Sam Bernacki: May He Rest In Peace

My dog, Sam, recently past away.

Although majority of you guys have never met him, I’d like to think you’ve enjoyed parts of his persona over the past few years. With two of my most popular posts, his drawings have generated two hundred and thirteen views, which hopefully captured his adorable confusion and his ability to love fully without judgment or reservations. He made every single person that he met feel like the most special person in the world; from the moment that he saw you, he would bark and wag his tail and smile at you like, ‘Where have you been all my life, you’re my new best friend!’

He was my best friend, and he will be greatly missed.

We met him seven years ago in downtown Fort Worth, Texas. It was a frigid winter’s night, and I drove my car to meet my parents at a movie theatre to watch ‘In Good Company.’ When I met my parents inside, my mom said that a very skinny dog jump on her in the parking lot and, since it was so cold outside, they decided keep him inside the truck while we watched the movie. Man, did Sam jump on the right person. It was an okay movie, but I kept thinking of my mom’s imminent reaction; a stray dog jumped on her … and she put him into her vehicle. Personally, I thought he would be a scrawny little dog who was scared out of his mind to be trapped inside a small compartment, but after the movie, they called my cell phone and said that he was peacefully sleeping in the back seat. So they decided to take him home. At our home waited Luke, our protective house dog that we had for about six years prior. Although Luke made friends with a few stray dogs around our neighborhood, he was best known for periodically attacking a dobberman pinscher down our street… because he could. Luke was an alpha male, who was essentially treated like he was my brother. When they let Sam into the house, Luke immediately growled at him, but Sam was undeterred. He sniffed Luke and pleasantly walked where we were sitting, and he jumped onto the couch, laid down, and started to lick Luke’s muzzle. Eventually, Luke just looked at us with his lip curled as if to say, ‘Shit, we’re keeping him, aren’t we.’

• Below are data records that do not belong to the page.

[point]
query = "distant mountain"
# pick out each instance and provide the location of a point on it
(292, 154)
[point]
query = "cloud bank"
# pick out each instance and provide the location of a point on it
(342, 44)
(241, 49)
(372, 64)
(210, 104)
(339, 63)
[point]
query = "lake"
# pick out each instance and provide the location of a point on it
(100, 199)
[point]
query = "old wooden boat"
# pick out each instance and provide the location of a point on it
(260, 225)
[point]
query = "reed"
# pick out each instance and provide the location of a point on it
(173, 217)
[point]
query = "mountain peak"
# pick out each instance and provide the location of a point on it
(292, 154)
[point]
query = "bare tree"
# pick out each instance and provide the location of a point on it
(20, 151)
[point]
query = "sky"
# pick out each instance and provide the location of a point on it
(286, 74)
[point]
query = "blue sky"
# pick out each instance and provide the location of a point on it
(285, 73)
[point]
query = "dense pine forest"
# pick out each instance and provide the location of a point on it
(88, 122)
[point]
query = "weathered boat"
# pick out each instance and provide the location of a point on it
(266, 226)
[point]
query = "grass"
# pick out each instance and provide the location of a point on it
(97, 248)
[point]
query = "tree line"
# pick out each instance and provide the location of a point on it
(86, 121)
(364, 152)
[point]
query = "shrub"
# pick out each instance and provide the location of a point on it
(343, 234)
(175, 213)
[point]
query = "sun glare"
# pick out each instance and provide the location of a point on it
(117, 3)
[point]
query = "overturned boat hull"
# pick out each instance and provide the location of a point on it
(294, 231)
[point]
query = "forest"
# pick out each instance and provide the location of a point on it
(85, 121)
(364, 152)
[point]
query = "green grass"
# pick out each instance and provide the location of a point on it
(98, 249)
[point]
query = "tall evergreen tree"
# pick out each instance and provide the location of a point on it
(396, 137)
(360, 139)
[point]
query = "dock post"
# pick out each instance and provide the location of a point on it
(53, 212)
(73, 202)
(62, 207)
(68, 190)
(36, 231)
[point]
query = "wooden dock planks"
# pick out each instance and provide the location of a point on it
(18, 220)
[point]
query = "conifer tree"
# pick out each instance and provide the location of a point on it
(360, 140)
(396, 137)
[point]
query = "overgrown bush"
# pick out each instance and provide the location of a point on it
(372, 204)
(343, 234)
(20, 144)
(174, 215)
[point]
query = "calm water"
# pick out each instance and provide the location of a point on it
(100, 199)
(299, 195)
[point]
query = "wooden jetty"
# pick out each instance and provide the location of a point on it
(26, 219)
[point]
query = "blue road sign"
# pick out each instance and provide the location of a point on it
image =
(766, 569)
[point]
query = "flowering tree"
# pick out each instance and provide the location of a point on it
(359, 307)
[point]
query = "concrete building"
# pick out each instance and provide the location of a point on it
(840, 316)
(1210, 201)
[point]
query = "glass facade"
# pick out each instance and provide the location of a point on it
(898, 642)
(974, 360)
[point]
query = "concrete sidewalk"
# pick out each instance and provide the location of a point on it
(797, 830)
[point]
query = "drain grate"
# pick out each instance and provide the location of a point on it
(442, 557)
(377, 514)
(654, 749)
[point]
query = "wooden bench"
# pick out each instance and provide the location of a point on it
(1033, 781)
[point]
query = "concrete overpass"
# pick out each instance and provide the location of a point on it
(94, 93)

Sam died today of a heat stroke; he was eight years old. I decided to take him on a run this morning, and he couldn’t make it home so I carried him the rest of the way. A long story short, I stayed with him in the house until I knew that he wouldn’t get better on his own and I called my step-father who took him to the vet, and they decided to put him to sleep.

Quoted from the character Albus Dumbledore, "Do not pity the dead... Pity the living, and, above all, those who live without love." Above all else, I hope that Sam knew that he was loved, just as much as he loved each and everyone of his family members. Everyday was an adventure, and he made ever moment count from lying beside me while I typed throughout the night to waking up at dawn to watch my parents drink coffee.

He was an amazing dog, and we will never forget him.

Good bye, my big eyes and floppy eared puppy.